Los premios Lucas
Una reflexión a partir de la entrega de los premios Lucas en el teatro Karl Marx. El arte no es una regla universal: cada época y lugar crean su propia noción de él. Los premiados —Los locos tristes, Cimafunk, Mi casa.cu— dicen mucho del buen estado de nuestro arte, porque la realidad del artista se encuentra multiplicada en el público.
Como cada año, en el teatro Karl Marx se entregaron los premios Lucas. En ellos se reconocieron los mejores videoclips de factura nacional. Más allá del enaltecimiento a la cultura cubana que ahí se realizó, queda espacio a otras reflexiones. Confieso que asistí al evento por el mero compromiso de aceptar aquel regalo que no era otro que unas entradas para la segunda fila —alántico—, bien cerca del escenario. Pero durante el transcurso de la noche fui, contra todo pronóstico, sorprendido.
Era de esperarse que la competencia estuviese llena de vídeos de muy buena calidad, respaldados por la alta factura de los realizadores cubanos de la talla de Joseph Ros, Ángel Alderete y Alfredo Ureta. No soy experto en materia de arte, pero algo tengo bien claro:
Como la ciencia o cualquier otra actividad humana, el arte es el resultado de las experiencias de quien lo hace y de cómo este se relaciona con el mundo, cómo lo aprehende, cómo produce y autoproduce su realidad. Este nunca es algo puro, per se, desconectado del mundo. Por eso, lejos de una regla universal del buen arte, cada época y lugar crean su propia noción de este. Ello es producto de la identificación con una obra por parte del espectador, y de los patrones a los que estos se ajustan, resultado de una representación artística que conecta el conjunto de valores, tradiciones, etc., con una realidad social. De ahí que los Lucas digan mucho del (buen) estado de nuestro arte, porque no se premió el arte por el arte —que nunca existe— ni el que imita modas foráneas; sino que —conscientes o no— la selección de los premiados esconde cómo la realidad del artista se encuentra multiplicada en el público, de forma tal que las emociones que genera una creación se repitieron en quienes la seleccionaron ganadora, y en quienes festejan esos criterios. Más que profesión, esas «purezas de la forma» que ganaron no son otra cosa que emociones.
Por eso no es extraño que resultara premiada la agrupación Los locos tristes, un modesto conjunto que reconoció la sorpresa de que un trabajo realizado en tiempos libres de la banda, en una simple computadora, ganara. Era algo más que la imagen, era el conjunto de la pieza Nostalgia, que transportaba a una época, de la que quienes la vivieron, y los otros que no, sentimos nostalgia. No era estilismo, era la vibra.

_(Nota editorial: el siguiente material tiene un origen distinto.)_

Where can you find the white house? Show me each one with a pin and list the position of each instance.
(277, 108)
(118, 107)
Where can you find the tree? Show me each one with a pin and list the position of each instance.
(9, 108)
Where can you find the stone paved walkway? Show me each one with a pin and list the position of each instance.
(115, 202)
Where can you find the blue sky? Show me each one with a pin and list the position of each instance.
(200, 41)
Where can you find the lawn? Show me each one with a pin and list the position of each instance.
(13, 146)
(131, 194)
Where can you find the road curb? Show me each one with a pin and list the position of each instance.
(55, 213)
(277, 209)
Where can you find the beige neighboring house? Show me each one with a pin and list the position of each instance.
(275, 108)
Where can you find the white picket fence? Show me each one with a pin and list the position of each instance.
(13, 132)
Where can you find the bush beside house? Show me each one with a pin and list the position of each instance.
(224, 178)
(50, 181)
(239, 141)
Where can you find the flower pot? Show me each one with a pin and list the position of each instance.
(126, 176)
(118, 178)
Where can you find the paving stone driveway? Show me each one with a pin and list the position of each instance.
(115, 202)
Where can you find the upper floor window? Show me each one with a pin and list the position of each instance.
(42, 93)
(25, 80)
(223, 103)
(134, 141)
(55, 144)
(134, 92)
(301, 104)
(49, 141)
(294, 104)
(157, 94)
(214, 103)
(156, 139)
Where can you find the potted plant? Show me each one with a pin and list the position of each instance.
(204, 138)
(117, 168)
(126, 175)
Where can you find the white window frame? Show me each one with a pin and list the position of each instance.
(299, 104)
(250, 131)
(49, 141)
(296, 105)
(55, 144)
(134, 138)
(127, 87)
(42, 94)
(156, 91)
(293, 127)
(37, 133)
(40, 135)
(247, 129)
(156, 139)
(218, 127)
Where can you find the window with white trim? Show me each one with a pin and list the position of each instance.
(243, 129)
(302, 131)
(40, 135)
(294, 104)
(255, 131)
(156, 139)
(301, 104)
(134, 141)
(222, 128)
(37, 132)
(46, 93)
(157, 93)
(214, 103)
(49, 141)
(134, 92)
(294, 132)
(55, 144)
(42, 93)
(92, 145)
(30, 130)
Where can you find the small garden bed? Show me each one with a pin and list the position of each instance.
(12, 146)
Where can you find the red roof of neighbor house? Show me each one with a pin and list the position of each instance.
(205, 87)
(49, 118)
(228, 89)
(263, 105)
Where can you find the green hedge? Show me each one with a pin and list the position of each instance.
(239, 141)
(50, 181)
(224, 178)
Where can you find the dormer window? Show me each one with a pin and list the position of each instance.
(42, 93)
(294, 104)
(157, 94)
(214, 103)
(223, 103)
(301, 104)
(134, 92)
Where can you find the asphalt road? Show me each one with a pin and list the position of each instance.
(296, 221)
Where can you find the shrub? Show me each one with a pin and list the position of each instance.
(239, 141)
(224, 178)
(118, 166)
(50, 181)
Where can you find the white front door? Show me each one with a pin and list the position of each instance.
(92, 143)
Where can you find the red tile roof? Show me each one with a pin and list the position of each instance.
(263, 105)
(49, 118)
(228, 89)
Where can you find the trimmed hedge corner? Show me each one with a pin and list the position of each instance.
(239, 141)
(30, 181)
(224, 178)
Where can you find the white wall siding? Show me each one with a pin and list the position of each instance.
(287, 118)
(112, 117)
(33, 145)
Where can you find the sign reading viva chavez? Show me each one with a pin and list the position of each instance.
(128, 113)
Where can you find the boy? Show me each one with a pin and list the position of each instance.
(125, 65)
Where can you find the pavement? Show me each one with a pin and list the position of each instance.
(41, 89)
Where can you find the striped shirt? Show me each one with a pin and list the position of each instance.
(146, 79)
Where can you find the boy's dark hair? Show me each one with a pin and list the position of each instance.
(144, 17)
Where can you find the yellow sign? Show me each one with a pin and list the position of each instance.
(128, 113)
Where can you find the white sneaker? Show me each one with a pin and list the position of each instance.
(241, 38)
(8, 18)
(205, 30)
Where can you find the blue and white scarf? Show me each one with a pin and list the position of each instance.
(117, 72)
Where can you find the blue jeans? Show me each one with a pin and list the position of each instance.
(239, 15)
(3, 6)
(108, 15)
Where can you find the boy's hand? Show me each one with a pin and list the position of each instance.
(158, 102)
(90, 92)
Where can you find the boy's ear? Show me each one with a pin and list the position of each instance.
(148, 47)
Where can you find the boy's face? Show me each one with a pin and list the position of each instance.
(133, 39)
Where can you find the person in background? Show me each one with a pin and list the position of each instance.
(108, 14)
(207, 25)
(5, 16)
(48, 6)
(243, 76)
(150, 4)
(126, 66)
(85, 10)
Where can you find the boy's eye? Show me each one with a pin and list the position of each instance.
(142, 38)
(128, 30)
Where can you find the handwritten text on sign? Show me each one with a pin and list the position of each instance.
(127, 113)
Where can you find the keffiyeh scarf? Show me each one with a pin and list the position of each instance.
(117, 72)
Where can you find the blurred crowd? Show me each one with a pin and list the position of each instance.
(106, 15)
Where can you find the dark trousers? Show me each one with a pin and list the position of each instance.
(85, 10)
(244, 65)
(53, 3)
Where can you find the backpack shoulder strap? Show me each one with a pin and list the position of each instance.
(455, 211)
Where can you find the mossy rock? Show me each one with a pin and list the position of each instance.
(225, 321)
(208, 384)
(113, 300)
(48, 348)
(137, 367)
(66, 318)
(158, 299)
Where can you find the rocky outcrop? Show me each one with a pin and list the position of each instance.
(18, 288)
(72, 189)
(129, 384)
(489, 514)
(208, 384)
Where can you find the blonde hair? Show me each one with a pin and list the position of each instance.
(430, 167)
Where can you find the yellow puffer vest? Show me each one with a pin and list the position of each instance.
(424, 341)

De la misma manera está el joven fenómeno musical cubano, nada menos que Cimafunk. Resultó esperado su premio a video más popular, que demostró su gran aceptación en el público espiritualmente joven. ¿Por qué en ese público? Estoy seguro de que no es por el funk, ni el afrodance, ni el soul, ni la rumba, ni el bolero. Es el músico que cuidadosamente —sin caer en la trampa de la posmodernidad— no se encasilla en ninguno de esos ritmos y lleva en sí la tradición; pero que no la ahoga en una repetición acrítica del pasado, sino que la asume conscientemente y le da vida al adaptarla al mundo de hoy, manteniendo esencias, no formas. Tal vez por eso, por romper esquemas, por dar continuidad y no continuismo a tradiciones musicales, por la necesidad de asumir esa fórmula en otros aspectos de la vida más allá de la música, a nivel inconsciente se genera ese fenómeno Cimafunk.
Por último, y nunca en mejor momento, el anuncio de que se cambiarán los muebles de la casa se llevó el premio al video del año. Escuché esa canción por primera vez en el año 2013, y nunca la he sentido con tanta fuerza como hoy. Quizá ha tenido que esperar a este contexto, pero hoy Mi casa.cu es un himno, símbolo para todos los cubanos que queremos cambiar para que el proyecto se mantenga, y por eso conecta tanto la obra con el público. No fue el vídeo solo, sino cómo se relaciona con nosotros.
Y eso fue parte de los premios que se alzaron en Lucas y que me dieron una gran alegría, porque vi en ellos un arte que se aferra a la vida de los cubanos y que refleja el sentir de muchos. No sé en otras ocasiones, pero esta vez ganó el arte revolucionario, comprometido. Quedé satisfecho. Me alegro de haber podido estar ahí.